Pourquoi les entreprises s’approprient-elles le concept du hackathon, né dans l’univers collaboratif et indépendant ?
Anne-Sophie Scher : Le hackathon est un formidable concept pour booster l’innovation au sens large à l’intérieur de l’entreprise, transférer des compétences, développer des techniques agiles avec des approches de design thinking... En regroupant des équipes sur un temps limité - souvent 48 heures -, on mobilise l’intelligence collective autour d’un objectif avec une notion de défi. Chacun sort de sa zone de confort avec des contraintes variant de celles de son quotidien. Comme les équipes sont souvent multifacettes, associant des développeurs, des designers, des architectes IT, un hackathon permet aussi aux participants de se découvrir, d’apprendre à travailler différemment et d’aborder des sujets sur lesquels ils n’avaient pas toujours ce niveau d’implication. La liberté que l’on donne aux « hackathoniens » est aussi un moyen de repérer et de reconnaître les talents. Apprendre, partager et comprendre font partie des multiples étapes de la transformation des entreprises, qui peuvent d’ailleurs s’appliquer à différentes entités comme la DRH, la DSI...
Quels sont les gages de réussite ?
A-S. S. : La communauté des développeurs est constituée de gens très libres, qui n’aiment pas se faire récupérer. Il faut donc de l’authenticité dans la démarche. Si on ne le fait qu’à des fins de marketing et de communication, les effets seront d’ailleurs très éphémères. Une fois que les objectifs sont clairement définis, chaque entreprise peut adapter le concept et le format à ses besoins. Le hackathon peut être organisé uniquement en interne ou en y associant des écoles - l’École 42 participe souvent à ce type de manifestation -, des start-up, des business partners... Quelle que soit la configuration retenue, le modèle doit être gagnant-gagnant. La base du volontariat est aussi essentielle car on ne peut pas obliger les gens à hacker. Il est important que le projet soit porté par la direction, qu’il s’inscrive dans la culture et la stratégie d’innovation de l’entreprise, que les équipes trouvent plaisir à s’y investir... Compte tenu de l’implication de celles-ci, l’après-hackathon est essentiel à envisager, même si c’est souvent compliqué car cela implique un écosystème plus large, peut-être plus lourd en temps ou en investissements...
Quel bilan tirez-vous du hackathon qui a été organisé au printemps chez IBM autour des technologies cognitives ?
A-S. S. : Ce hackathon s’est déroulé sur cinq semaines pour permettre aux participants de concilier cette démarche avec leur activité dans l’entreprise. Il a engendré une vraie spirale collective et positive, qui a accéléré l’ouverture d’esprit et aiguisé la curiosité.
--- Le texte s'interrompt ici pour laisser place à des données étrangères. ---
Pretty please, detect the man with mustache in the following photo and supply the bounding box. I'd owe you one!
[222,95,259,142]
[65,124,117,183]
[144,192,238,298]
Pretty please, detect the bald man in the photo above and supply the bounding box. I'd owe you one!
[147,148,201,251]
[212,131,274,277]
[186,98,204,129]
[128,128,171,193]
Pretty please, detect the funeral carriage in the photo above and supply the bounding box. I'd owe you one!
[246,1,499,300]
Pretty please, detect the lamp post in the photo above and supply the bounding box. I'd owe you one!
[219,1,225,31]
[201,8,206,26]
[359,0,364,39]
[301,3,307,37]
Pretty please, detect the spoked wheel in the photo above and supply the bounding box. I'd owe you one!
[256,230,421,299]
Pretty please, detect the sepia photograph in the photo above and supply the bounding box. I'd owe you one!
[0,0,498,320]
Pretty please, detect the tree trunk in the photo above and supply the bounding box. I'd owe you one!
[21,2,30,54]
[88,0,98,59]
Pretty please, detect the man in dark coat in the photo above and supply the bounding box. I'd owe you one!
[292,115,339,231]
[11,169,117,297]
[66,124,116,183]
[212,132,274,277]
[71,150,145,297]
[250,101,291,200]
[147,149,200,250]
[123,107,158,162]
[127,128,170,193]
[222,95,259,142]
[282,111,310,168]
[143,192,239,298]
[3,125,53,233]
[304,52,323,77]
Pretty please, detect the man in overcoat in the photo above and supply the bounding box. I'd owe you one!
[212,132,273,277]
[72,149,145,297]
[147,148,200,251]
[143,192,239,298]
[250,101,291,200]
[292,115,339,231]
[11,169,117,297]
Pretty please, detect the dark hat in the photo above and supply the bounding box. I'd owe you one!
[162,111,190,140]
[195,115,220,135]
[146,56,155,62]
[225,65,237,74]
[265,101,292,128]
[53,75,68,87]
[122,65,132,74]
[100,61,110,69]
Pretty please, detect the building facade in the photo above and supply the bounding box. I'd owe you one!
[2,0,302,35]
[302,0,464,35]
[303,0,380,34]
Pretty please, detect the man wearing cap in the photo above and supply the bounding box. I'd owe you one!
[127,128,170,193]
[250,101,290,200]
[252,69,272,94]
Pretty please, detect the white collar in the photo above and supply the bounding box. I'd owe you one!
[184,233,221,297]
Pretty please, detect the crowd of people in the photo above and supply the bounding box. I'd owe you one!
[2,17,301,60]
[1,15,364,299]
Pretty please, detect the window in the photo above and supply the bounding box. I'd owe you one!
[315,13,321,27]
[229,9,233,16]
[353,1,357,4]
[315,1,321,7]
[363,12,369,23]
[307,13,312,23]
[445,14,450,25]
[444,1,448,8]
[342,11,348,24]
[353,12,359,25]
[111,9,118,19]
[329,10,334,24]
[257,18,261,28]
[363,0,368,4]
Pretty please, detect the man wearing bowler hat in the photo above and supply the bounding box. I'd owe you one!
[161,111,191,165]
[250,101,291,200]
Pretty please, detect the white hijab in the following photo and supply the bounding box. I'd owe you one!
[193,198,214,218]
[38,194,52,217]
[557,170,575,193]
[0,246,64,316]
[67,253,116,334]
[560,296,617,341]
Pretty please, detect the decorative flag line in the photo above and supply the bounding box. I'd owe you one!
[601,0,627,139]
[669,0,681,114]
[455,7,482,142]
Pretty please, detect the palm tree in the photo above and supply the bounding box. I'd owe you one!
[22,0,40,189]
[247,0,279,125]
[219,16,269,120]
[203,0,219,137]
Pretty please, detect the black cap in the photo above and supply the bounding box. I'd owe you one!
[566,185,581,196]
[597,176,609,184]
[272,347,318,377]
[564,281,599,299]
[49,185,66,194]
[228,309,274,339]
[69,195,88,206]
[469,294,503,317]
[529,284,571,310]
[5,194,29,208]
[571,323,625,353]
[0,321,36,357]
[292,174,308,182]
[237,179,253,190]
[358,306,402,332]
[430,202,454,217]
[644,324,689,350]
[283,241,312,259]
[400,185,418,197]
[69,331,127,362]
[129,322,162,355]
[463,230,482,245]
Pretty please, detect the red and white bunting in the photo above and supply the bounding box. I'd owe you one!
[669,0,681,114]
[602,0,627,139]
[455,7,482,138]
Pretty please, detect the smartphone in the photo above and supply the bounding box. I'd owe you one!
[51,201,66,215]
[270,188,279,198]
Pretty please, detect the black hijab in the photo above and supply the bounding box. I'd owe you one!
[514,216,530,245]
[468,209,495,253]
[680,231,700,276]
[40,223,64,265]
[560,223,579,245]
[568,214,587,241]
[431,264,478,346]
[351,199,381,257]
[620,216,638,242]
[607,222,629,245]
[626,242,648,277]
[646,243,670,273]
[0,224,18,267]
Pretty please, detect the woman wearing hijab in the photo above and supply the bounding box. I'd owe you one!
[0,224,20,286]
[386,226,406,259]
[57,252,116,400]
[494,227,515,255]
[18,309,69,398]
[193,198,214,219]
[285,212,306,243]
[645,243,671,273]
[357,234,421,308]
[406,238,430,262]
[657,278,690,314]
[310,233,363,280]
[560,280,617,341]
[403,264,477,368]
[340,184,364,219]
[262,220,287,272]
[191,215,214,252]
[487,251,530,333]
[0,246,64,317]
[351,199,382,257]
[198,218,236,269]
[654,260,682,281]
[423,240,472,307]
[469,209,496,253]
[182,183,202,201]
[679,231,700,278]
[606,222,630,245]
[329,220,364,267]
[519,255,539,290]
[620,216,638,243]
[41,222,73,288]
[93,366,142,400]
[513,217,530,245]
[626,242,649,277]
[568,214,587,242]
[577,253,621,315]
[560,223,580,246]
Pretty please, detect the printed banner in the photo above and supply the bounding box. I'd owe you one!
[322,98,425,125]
La thématique correspondait à une activité importante au sein d’IBM mais aussi à une étape de notre propre transformation. Elle symbolise ce qu’est devenu IBM aujourd’hui, un groupe qui met en place ce qu’il préconise à ses clients et qui est capable de faire émerger de belles idées en quelques semaines. Chaque lundi, un coach spécialisé dans les technologies cognitives était à la disposition des participants. Il est important de donner énormément de liberté mais de les accompagner si besoin. Dans la phase de prototypage, nous avons demandé aux participants d’arriver à 70 % environ de la fonctionnalité du produit final. Certains projets ont été moins aboutis mais ont révélé un potentiel et nécessiteront d’être retravaillés, approfondis... À l’issue des cinq semaines, le hackathon a fait l’objet d’un événement interne qui a réuni plus de 500 collaborateurs et quelques clients qui ont même participé aux délibérations. Chaque pitch a été filmé et diffusé en interne. Un prix du jury et un prix du public ont été décernés. L’idée de l’après-hackathon existait dès le début mais elle s’est affinée pendant ces cinq semaines. En effet, l’aventure va continuer autour d’un petit groupe, idéalement en co-création avec des clients. Quelques idées et prototypes seront accompagnés à travers la mise en place d’un business plan et d’un projet d’industrialisation. Même si le hackathon a été organisé en interne, le but ultime est d’arriver à mettre au point une innovation qui compte et qui apporte de la valeur à nos clients.
D’autres initiatives sont en cours comme un Sparkathon organisé en partenariat avec un client du secteur Banque et dédié à la technologie Apache Spark.